Europe is in the actual situation of having a crisis – or not? A question that bothers me since the very first refugee arrived here in Austria and the word crisis was mentioned within the context. Since then I didn’t get rid of the feeling that this problem was pushed in far too many directions and used for political reasons.
Alexander Betts enters the stage at the TEDx Vienna 2015 and tells us how his first work with refugees started in 1999. He was about 19 years of age, went to the Netherlands and worked there to support refugees. He spent the day with them, built with them together and told us about his daytime routine. With a lot of joyful words he describes what experiences he made in those times, what kind of people he met and what he learned.
He brings as an example – a friend named Wuli – a teacher in the Ali-Addeh Camp in Djibouti, who helps people in the camp by teaching. He works with only few tools and material to teach but still he does in the best imaginable way possible. We see pictures and hear some details about his daily routines.
From this point onward we hear that he worked in some international projects concerning refugee policy and mentions Uganda, because it is not an example but exceptional. He uses this to break with some common myths according refugees.

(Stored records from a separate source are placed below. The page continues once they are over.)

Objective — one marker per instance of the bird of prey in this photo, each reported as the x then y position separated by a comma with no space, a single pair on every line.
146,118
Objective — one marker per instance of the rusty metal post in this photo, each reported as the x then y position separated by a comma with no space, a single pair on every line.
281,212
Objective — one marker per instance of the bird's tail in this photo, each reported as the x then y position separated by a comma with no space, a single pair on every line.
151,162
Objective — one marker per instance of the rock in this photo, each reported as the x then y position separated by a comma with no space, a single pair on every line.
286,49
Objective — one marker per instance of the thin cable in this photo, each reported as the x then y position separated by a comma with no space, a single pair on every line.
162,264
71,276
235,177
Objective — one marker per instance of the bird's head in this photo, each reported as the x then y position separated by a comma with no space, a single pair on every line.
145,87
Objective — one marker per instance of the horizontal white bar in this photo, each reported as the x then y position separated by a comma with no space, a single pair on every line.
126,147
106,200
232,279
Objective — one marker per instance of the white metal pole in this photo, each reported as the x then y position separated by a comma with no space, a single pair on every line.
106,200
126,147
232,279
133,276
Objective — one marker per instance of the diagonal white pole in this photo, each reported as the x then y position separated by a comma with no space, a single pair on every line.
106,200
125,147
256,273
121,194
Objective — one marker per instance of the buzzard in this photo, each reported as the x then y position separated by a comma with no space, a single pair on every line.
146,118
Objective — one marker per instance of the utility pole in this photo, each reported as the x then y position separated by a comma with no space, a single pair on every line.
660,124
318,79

- Refugees are economically isolated?
- Refugees are a burden?
- Refugees are economically homogenous?
- Refugees are technologically illiterate?
- Refugees are dependant?
To each of the above listed myths he brings examples to show us that the situation is completely different. We also get the opportunity of seeing an example of misleading decisions by companies – very close (distance of 15 minute drive) to a refugee camp has been built an economic area to provide working places, shopping areas and more but nobody came. Never ever has it occurred to the people responsible to combine both opportunities.
During the whole talk we get the impression of someone who sees change and the new input that can come with the migration of refugees as a chance to build something new, to improve the existing situation, to exchange knowledge, to bring aspects and perspectives into an existing routine. From my point of view – I totally agree, not every change may be good but change at least brings the chance to create something new.

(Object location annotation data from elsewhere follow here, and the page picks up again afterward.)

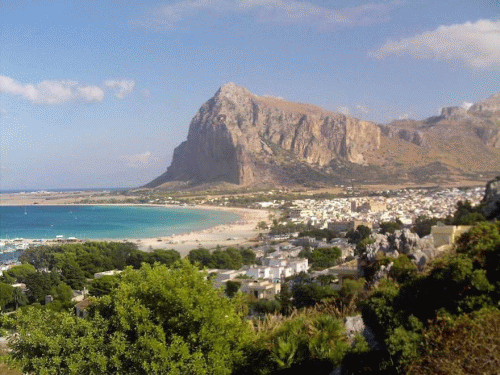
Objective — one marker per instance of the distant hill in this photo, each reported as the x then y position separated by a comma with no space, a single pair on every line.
246,140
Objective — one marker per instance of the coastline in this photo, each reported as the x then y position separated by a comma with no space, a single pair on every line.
242,232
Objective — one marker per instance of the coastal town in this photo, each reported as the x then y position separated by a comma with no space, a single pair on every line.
278,253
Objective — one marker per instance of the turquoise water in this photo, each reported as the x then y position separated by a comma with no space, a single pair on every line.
105,222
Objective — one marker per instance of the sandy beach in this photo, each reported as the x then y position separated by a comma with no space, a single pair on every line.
240,233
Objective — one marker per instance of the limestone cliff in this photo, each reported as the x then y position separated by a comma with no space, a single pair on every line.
241,138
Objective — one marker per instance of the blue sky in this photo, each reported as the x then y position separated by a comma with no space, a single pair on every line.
98,94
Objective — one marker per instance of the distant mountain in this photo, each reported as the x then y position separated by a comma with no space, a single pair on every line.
248,140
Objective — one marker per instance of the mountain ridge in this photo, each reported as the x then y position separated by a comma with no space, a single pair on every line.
247,140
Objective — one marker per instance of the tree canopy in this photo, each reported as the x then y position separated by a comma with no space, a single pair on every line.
158,320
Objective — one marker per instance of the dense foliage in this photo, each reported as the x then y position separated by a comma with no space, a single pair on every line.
158,320
230,258
456,284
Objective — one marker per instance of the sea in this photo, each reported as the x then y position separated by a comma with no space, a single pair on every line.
105,222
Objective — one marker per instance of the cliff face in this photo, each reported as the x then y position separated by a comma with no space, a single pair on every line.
241,138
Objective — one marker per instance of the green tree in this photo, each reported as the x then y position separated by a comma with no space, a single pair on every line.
325,257
232,288
390,226
247,256
72,274
6,294
466,214
19,298
266,306
103,285
309,294
167,257
159,320
403,269
62,292
201,257
20,272
423,225
361,232
39,284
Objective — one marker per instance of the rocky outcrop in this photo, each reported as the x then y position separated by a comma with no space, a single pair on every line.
491,199
453,113
419,250
240,138
490,105
410,135
237,137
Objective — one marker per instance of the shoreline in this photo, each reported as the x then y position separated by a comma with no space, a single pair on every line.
238,233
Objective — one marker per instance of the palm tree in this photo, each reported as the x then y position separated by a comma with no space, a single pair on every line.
18,297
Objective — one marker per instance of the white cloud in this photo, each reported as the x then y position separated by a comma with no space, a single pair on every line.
121,88
466,105
362,108
51,92
140,161
476,45
270,11
343,110
56,92
91,93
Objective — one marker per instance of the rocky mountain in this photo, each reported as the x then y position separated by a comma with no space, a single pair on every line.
254,141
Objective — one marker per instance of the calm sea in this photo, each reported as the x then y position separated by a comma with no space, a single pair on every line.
105,222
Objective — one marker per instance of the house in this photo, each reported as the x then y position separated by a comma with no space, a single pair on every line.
446,234
82,306
261,289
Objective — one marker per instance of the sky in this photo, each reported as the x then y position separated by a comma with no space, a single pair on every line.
98,94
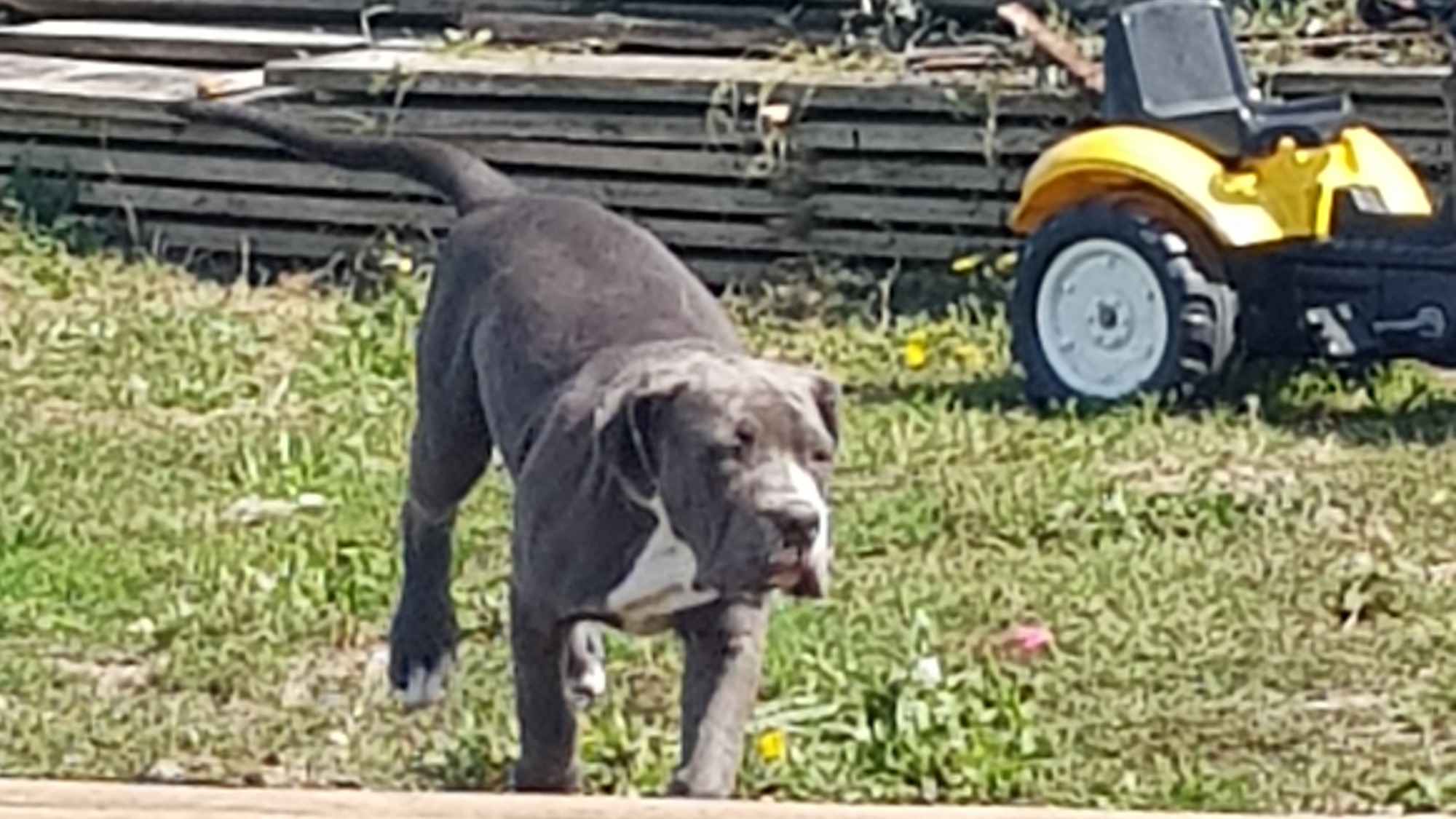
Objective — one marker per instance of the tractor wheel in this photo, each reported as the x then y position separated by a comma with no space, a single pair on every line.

He closes his talk with the question “What if we help refugees to help themselves?” and this is something that also works in case of education, teaching, working with adults, children and is a philosophy that should have been in used as development aid in the third world countries.
Whatever the numbers, whatever the statistics, whatever the rumors or even race or culture – it defines us as human beings to help each other. Let’s make this world a better place- together.